Outro estúdio que tem se dedicado a manter o Lynx com novidades é a Songbird Productions. Fundada por Carl Forhan, a empresa tem apostado especialmente em encontrar títulos que estavam sendo desenvolvidos para o portátil e que por um motivo ou outro não foram devidamente terminados. Entre eles está o CyberVirus – Lost Missions, uma continuação para um impressionante jogo de tiro em primeira pessoa que foi apresentado como uma demo em 1993.
“Com o CyberVirus eu tive que refazer todas as missões, refazer os sistemas de energia e powerup, e adicionar novos recursos ao jogo que não estavam no protótipo original,” revelou Forhan. “Eu também gosto da pureza destas máquinas menores e mais antigas, onde você tem que lutar por ciclos de RAM e CPU para fazer tudo. É um divertido desafio para o cérebro, suponho.”
O resultado foi um jogo com todos os estágios originais, além de nove inéditos e que acontecem em terreno aberto, algo que que não era comum nem nos grandes FPSs da época. Ele pode ser adquirido por US$ 49,95 e no vídeo abaixo é possível ver um pouco do original em ação. Se pensarmos que este é um jogo que foi criado há quase 30 anos para um portátil, chega a ser difícil acreditar que o pessoal da Beyond Games tenha alcançado um desempenho tão bom, não acha?
Por fim temos o Unnamed, uma criação de Marcin Siwek e que ao contrário de quase tudo o que foi lançado para o Atari Lynx, deixa de lado o estilo arcade para apostar num jogo com pitadas de RPG, muita exploração e alguns quebra-cabeças para serem solucionados. Nele acordaremos num lugar estranho sem sabermos como fomos parar lá, numa aventura que poderia muito bem ser lançada em qualquer serviço de distribuição digital que temos por aí.

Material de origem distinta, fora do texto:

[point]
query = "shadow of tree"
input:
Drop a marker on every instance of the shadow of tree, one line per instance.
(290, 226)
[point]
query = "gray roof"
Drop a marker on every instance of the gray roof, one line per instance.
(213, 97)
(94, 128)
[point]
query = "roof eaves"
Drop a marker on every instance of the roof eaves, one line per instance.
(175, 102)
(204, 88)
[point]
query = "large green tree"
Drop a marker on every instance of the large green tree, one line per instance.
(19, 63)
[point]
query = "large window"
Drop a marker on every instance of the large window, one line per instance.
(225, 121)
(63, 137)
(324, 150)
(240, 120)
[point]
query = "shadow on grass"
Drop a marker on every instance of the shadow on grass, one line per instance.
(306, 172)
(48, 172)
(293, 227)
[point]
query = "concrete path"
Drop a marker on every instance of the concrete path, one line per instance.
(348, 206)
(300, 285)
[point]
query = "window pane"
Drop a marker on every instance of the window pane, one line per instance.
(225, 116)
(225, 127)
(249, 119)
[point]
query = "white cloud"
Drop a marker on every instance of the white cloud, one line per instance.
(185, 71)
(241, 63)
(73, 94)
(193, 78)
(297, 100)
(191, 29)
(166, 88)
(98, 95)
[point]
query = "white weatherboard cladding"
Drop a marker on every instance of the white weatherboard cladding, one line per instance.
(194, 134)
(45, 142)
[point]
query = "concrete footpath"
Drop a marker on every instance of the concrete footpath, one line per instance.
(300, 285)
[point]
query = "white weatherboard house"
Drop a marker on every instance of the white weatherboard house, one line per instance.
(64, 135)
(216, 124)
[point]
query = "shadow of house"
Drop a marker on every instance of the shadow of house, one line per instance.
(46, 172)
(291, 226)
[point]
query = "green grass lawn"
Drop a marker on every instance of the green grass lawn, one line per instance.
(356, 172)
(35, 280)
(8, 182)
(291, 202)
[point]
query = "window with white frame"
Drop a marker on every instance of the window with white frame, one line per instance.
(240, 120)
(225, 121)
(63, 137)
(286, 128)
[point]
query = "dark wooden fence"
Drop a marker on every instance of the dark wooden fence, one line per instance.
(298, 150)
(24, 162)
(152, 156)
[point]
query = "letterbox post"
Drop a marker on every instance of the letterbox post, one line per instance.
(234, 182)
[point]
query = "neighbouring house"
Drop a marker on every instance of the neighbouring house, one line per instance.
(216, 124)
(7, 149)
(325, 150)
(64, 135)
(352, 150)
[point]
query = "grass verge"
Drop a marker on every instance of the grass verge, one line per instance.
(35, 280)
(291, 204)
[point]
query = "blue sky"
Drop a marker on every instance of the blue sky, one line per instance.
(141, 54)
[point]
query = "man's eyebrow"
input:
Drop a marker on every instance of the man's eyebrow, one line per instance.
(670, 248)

Vendido por US$ 59,95 e também contando com EEPROM para permitir que o progresso seja salvo, ele oferece um nível de profundidade raro nos jogos para o portátil e imagino que teria feito bastante sucesso se tivesse sido lançado na época em que aquele videogame ainda podia ser encontrado nas prateleiras das lojas. Talvez ele até tivesse ajudado a Atari a vender mais algumas unidades, mas para esta dúvida nunca teremos uma resposta.
O triste é pensar que por mais que algumas pessoas estejam dedicando seus tempos para manter o Atari Lynx na ativa, o grande problema atualmente está em conseguirmos um que ainda funcione e esteja sendo vendido por um preço acessível. Mesmo lá fora uma unidade em boas condições pode passar facilmente dos R$ 1000 e depois ainda teremos alguma dificuldade para conseguirmos jogos.

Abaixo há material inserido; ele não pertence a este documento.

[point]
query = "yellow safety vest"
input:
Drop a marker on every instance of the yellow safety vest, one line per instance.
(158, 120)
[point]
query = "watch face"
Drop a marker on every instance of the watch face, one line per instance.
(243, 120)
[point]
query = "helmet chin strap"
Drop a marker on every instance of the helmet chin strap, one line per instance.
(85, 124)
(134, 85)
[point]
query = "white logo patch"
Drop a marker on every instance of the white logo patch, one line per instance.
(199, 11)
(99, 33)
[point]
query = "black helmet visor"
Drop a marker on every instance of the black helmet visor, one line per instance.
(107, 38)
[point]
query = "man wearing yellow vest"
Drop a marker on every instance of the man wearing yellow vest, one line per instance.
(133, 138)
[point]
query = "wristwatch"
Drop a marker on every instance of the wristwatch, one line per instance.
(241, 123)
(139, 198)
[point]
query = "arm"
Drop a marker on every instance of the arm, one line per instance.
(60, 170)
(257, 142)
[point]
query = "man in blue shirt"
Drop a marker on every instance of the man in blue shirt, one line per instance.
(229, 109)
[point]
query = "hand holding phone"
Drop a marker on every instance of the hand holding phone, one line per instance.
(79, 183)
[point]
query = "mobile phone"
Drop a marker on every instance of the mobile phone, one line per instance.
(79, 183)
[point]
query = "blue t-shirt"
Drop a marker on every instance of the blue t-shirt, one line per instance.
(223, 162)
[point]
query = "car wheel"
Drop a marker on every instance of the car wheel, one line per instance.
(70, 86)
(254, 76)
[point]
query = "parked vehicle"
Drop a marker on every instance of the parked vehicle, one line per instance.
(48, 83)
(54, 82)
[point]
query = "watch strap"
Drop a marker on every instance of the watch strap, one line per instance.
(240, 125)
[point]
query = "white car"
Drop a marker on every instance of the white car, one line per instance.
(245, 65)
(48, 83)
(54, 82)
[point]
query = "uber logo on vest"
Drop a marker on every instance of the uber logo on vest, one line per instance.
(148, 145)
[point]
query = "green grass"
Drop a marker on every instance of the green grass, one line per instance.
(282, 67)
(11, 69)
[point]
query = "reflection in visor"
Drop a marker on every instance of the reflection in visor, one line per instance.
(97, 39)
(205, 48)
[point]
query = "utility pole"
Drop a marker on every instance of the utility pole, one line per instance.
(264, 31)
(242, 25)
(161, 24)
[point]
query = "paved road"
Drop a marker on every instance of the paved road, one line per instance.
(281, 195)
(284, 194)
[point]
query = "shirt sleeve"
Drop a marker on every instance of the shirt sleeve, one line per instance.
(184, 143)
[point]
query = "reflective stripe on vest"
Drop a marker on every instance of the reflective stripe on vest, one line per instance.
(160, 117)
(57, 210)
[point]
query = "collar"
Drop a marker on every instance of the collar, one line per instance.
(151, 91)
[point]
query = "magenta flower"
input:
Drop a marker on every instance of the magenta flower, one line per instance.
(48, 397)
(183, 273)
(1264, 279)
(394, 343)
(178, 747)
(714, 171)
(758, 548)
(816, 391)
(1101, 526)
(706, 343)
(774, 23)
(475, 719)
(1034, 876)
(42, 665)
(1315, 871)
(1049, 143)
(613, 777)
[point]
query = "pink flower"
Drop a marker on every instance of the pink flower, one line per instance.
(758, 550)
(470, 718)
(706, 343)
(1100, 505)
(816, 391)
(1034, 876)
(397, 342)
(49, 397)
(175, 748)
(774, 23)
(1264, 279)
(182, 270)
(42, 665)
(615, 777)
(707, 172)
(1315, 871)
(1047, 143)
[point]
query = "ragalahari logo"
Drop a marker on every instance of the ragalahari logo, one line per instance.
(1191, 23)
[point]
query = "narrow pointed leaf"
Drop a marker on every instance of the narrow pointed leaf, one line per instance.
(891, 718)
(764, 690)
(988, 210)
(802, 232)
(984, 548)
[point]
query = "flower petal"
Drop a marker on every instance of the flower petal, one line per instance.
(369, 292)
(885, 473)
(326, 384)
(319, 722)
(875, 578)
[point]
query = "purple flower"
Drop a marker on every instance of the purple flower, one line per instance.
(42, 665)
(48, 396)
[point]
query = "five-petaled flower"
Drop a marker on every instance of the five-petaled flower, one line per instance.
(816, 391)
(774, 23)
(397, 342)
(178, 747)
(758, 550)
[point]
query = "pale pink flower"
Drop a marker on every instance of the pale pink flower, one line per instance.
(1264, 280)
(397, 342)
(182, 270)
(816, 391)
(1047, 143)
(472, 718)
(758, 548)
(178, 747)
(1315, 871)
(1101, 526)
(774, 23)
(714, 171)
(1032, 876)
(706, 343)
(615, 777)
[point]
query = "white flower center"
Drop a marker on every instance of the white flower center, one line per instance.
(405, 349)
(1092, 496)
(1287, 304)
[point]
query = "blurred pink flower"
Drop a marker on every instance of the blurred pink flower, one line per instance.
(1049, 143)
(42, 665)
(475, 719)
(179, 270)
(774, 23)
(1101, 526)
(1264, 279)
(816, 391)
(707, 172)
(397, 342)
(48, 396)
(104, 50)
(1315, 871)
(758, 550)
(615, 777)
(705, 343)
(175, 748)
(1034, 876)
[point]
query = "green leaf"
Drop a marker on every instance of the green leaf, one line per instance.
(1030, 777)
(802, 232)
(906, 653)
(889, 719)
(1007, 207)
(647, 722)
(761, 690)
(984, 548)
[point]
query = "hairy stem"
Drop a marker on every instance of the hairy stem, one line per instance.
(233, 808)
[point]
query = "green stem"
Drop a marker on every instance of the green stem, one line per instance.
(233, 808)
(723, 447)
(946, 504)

Como estamos na época dos relançamentos de antigos consoles, talvez um dia a Atari resolva investir numa nova versão do Lynx. No entanto, como há muito tempo deixei de apostar em qualquer coisa que a empresa faz, me resta lembrar com saudosismo daquele portátil e elogiar a paixão daqueles que ainda tentam manter o seu legado.